Hérépian (1 540 Hérépiannais, 1 368 ha dont 361 de bois), 5 km OSO de Bédarieux, est au débouché de la route de Béziers dans la vallée de l’Orb et fait figure de village de marché; cave coopérative de 25 000 hl, plus des pépinières et des cultures maraîchères et fruitières. S’il y eut une verrerie réputée au 18e s., l’entreprise la plus remarquée est une fonderie de cloches et clochettes, installée en 1930 et qui était assortie d’un musée et d’un label «ville et métiers d’art»; mais le musée a fermé en 2004 faute de visiteurs et les tentatives de train touristique sur l’ancienne voie ferrée de Bédarieux à Mazamet, inutilisée depuis 1986, n’ont pas duré. La population communale a relativement peu varié depuis un siècle et demi, remontant depuis le creux entre 1 100 et 1 200 hab. de 1920 à 1985; elle a gagné 150 hab. depuis 1999.

Les Aires (630 Airois, 2 054 ha dont 1 594 de bois), 7 km OSO de Bédarieux, est de l’autre côté de l’Orb. Depuis l’indépendance de Lamalou, la commune n’a plus guère que le grand versant boisé de l’ombrée des Avant-Monts, et un étroit fond de vallée de l’Orb. Le finage s’étend largement d’ouest en est sur ce versant, sur 10 km, sans toutefois monter jusqu’au pic de la Coquillade, qui est à Cabrerolles. Le groupe Alma (Cristaline) y exploite la source minérale de Vernière, assortie d’une usine d’embouteillage (25 sal.), juste face à Lamalou; travaux publics Colas (50 sal.), fabrique Lamalou Béton (25 sal.). La commune conserve les restes d’une ancienne arène; en hauteur au sud du village, la chapelle Saint-Michel maintient un pèlerinage près des ruines d’un château du 12e s. (Mourcairol), accompagnées d’un belvédère avec table d’orientation. La commune elle-même s’est substituée en 1845 à plusieurs sections de l’ancienne commune dissoute de Mourcairol, dont le village s’était vidé; sa population augmente lentement depuis un minimum à 310 hab. en 1954; +80 hab. depuis 1999.

Le Poujol-sur-Orb (1 080 Poujolais, 458 ha dont 163 de bois), 10 km OSO de Bédarieux dans le sillon de l’Orb à 2 km au SO de Lamalou, tient le bas versant de rive gauche de la rivière, en soulane boisée. Le village est au pied, sur la D908; avec un pont suspendu sur l’Orb.
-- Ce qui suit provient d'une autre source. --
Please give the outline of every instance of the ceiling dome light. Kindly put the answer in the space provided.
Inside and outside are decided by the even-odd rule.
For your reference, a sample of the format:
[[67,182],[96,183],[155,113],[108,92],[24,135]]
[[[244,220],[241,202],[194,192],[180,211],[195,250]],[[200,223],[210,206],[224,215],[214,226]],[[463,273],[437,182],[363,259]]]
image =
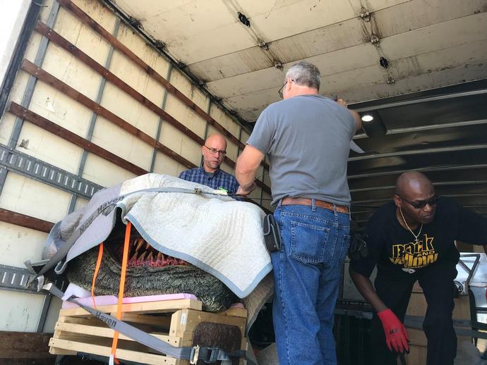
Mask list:
[[363,120],[364,122],[370,122],[373,119],[373,117],[370,114],[366,114],[365,116],[362,116],[362,120]]

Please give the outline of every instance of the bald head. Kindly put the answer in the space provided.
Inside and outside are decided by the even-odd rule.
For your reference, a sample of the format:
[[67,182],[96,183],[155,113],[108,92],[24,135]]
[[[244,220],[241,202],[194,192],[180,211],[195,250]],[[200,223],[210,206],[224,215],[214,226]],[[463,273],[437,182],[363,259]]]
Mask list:
[[227,154],[227,140],[220,134],[210,135],[201,147],[203,168],[208,173],[214,173],[223,162]]
[[396,194],[402,197],[409,196],[414,192],[428,192],[432,188],[431,180],[426,175],[418,171],[404,173],[396,180]]
[[209,147],[212,147],[213,144],[218,144],[220,147],[223,147],[223,148],[219,148],[217,149],[227,149],[227,140],[225,140],[224,137],[218,133],[210,135],[205,141],[205,144]]
[[[396,181],[394,202],[407,224],[428,224],[433,221],[436,210],[435,188],[424,174],[410,171],[401,175]],[[400,223],[400,220],[399,220]]]

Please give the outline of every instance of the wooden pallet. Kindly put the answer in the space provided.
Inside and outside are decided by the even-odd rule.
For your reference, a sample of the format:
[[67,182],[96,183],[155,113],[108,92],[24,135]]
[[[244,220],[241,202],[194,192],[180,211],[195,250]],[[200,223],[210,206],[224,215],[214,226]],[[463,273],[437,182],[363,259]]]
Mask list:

La commune a 70 ha de vignes; elle a gagné 180 hab. depuis 1999.

Combes (340 Combois, 1 097 ha, dont 714 de bois), 15 km OSO de Bédarieux et proche de Lamalou-les-Bains, est au-dessus du Poujol en dépit de leurs noms respectifs, combes désignant un creux et poujol un relief. L’altitude culmine à 779 m au NO. Le village est à 580 m, a un bureau des guides et marcheurs du Caroux et une clinique isolée Saint-Vital (85 sal., sanatorium et rééducation, depuis 1934), au col des Princes (588 m), près de l’ensemble formé par la forêt des Écrivains anciens combattants. Celle-ci doit son nom à un reboisement de 100 ha exécuté à l’initiative d’écrivains, en réponse aux graves inondations de 1930. Quelques aménagements touristiques profitent à la commune, qui a eu plus de 500 hab. au début du 19e s.; sa population augmente depuis le minimum de 1968 (150 hab.) et elle a encore gagné 70 hab. entre 1999 et 2009.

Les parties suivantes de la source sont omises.